Alonzo Harris

Profile
- Position: Running back

Personal information
- Born: November 9, 1992 (age 33) Birmingham, Alabama, U.S.
- Listed height: 6 ft 1 in (1.85 m)
- Listed weight: 237 lb (108 kg)

Career information
- High school: Gadsden (AL) City
- College: Louisiana–Lafayette
- NFL draft: 2015: undrafted

Career history
- Green Bay Packers (2015); Baltimore Ravens (2015)*;
- * Offseason or practice squad member only

Awards and highlights
- First-team All-Sun Belt (2013);

Career NFL statistics
- Rushing attempts: 4
- Rushing yards: 19
- Rushing touchdowns: 0
- Stats at Pro Football Reference

= Alonzo Harris (American football) =

American football player (born 1992)

Alonzo Harris (born November 9, 1992) is an American professional football running back who is a free agent.
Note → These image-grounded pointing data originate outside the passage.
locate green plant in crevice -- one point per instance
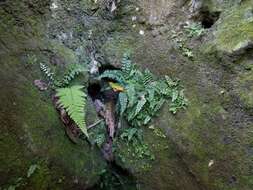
(194, 29)
(143, 94)
(73, 100)
(134, 145)
(48, 72)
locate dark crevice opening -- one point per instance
(105, 67)
(208, 18)
(94, 91)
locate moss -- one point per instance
(159, 167)
(235, 30)
(33, 132)
(244, 89)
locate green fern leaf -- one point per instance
(127, 65)
(73, 100)
(147, 77)
(123, 102)
(114, 75)
(131, 94)
(140, 105)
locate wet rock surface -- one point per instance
(207, 146)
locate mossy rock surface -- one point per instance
(31, 131)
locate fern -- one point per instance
(73, 100)
(143, 95)
(140, 105)
(47, 71)
(114, 75)
(131, 95)
(74, 71)
(127, 66)
(147, 77)
(122, 102)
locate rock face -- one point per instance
(206, 147)
(31, 132)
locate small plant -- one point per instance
(47, 71)
(31, 60)
(194, 29)
(73, 71)
(142, 94)
(73, 100)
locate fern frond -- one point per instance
(73, 100)
(131, 94)
(147, 77)
(47, 71)
(123, 102)
(74, 71)
(114, 75)
(127, 66)
(140, 105)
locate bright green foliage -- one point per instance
(47, 71)
(123, 102)
(143, 94)
(72, 72)
(131, 133)
(194, 30)
(73, 100)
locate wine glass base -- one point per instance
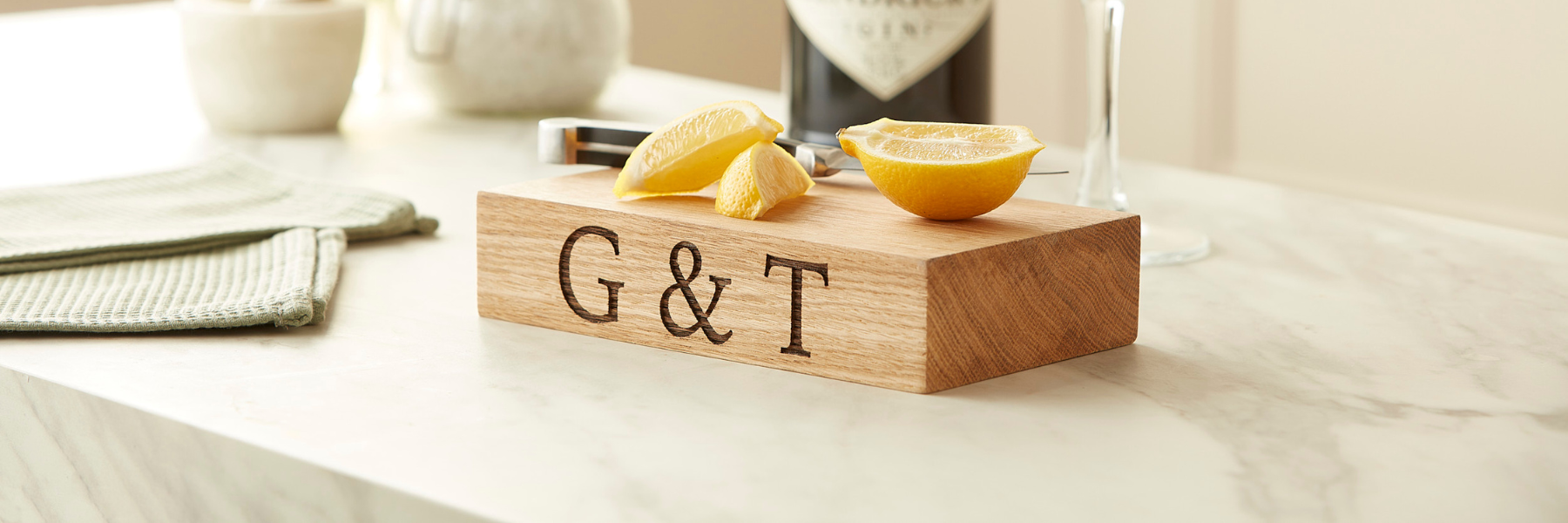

He played college football for the Louisiana–Lafayette Ragin' Cajuns. He was signed by the Packers as an undrafted free agent in 2015.

==Professional career==
===Green Bay Packers===
In May 2015 Harris signed with the Green Bay Packers as an undrafted free agent. On December 3, 2015, Harris was waived after missing curfew the night before a game against the Detroit Lions.